The Sheffield Pavilion 2009 is a limited edition DVD of specially commissioned and existing video works by eleven Sheffield-based artists Richard Bartle, Chloë Brown, Katie Davies, Hondartza Fraga, Steve Hawley, Esther Johnson, Tony Kemplen, Haroon Mirza, Paul Morrison, No Fixed Abode and Third Angel.
The Sheffield Pavilion 2009 was first screened and distributed during the opening days of the 11th Istanbul Biennial at Büyük Londra Hotel, presenting the work of Sheffield-based artists and promoting contemporary art activity taking place in Sheffield, UK in an international context. It features an essay by artist / curator Ian White and is designed by renowned Sheffield-based design firm The Designers Republic.
This was the second Sheffield Pavilion, the first having taken the form of a book presenting new work by ten Sheffield-based artists, which was launched at the Venice Biennale and distributed at Documenta and Munster during the ‘grand tour’ of coinciding art events in 2007.

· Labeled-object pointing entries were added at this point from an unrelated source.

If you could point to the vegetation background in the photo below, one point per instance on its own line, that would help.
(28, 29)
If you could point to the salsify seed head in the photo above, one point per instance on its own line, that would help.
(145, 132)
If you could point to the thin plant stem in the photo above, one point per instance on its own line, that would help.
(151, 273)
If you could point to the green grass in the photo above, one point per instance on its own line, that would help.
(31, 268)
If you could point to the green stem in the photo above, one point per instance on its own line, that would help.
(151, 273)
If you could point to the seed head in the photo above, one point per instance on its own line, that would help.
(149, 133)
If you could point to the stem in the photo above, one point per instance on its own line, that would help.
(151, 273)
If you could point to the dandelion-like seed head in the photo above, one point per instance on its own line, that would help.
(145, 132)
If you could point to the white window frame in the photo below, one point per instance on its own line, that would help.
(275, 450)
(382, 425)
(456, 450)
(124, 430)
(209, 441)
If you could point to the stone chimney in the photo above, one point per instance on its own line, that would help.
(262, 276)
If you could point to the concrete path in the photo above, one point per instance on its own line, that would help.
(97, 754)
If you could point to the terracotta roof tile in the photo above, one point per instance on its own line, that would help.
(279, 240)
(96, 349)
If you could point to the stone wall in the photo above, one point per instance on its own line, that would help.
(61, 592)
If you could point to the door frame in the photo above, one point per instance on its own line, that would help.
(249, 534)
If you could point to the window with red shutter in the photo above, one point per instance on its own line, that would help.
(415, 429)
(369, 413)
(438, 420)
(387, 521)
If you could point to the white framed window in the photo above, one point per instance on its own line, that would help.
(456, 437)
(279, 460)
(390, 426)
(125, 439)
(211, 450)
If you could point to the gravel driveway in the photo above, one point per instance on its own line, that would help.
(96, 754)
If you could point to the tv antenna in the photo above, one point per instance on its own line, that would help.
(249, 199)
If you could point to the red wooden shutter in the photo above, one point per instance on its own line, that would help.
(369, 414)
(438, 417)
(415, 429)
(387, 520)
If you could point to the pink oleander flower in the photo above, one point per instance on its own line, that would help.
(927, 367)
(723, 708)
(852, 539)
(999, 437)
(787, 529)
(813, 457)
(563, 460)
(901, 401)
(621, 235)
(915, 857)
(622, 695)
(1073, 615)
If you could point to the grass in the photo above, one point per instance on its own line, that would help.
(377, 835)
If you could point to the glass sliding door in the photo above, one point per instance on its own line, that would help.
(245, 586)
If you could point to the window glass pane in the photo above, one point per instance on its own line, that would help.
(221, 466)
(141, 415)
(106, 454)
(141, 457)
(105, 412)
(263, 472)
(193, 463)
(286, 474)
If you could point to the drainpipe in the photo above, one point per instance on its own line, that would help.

The construct of the ‘Pavilion’ (a temporary structure used for leisure, entertainment or exhibition) has again been used to structure the project and the artists’ contributions. A nomadic pavilion is easy to pack up and move on to further seek its audience and it can respond to the migratory movements of the art world with equal levels of critique and complicity.
The works span from considerations of the possible future of a quarry for a notional property development (No Fixed Abode) to the peculiar phenomena of the English model village (Steve Hawley); from the contradictory status of music in the Islamic faith (Haroon Mirza) to the complex citizenship ceremonies instigated by British municipal councils (Katie Davies). They include a presentation of overlaid images of each world leader during George W Bush’s tenure in the White House (where the dictatorships have static, clear images and heads of democratic states are overlaid like palimpsest) (Richard Bartle), an exploration of the architecture of a car park in relation to Coleridge’s stately pleasure dome in Kubla Khan (Tony Kemplen) and a unique portrait of Sheffield’s (in)famous Park Hill estate, created during an eclipse period between clearance and reinvention (Esther Johnson). Other works feature flawed footage of Saturn reedited (Hondartza Fraga), a description of the world from space if all you could see of it were the series of images carried on the Voyager satellites (Third Angel), an alien landscape of eternal midnight sunshine on the edge of the arctic circle (Chloë Brown) and a re-presentation of landscape through modified fragments of atmospheric imagery (Paul Morrison).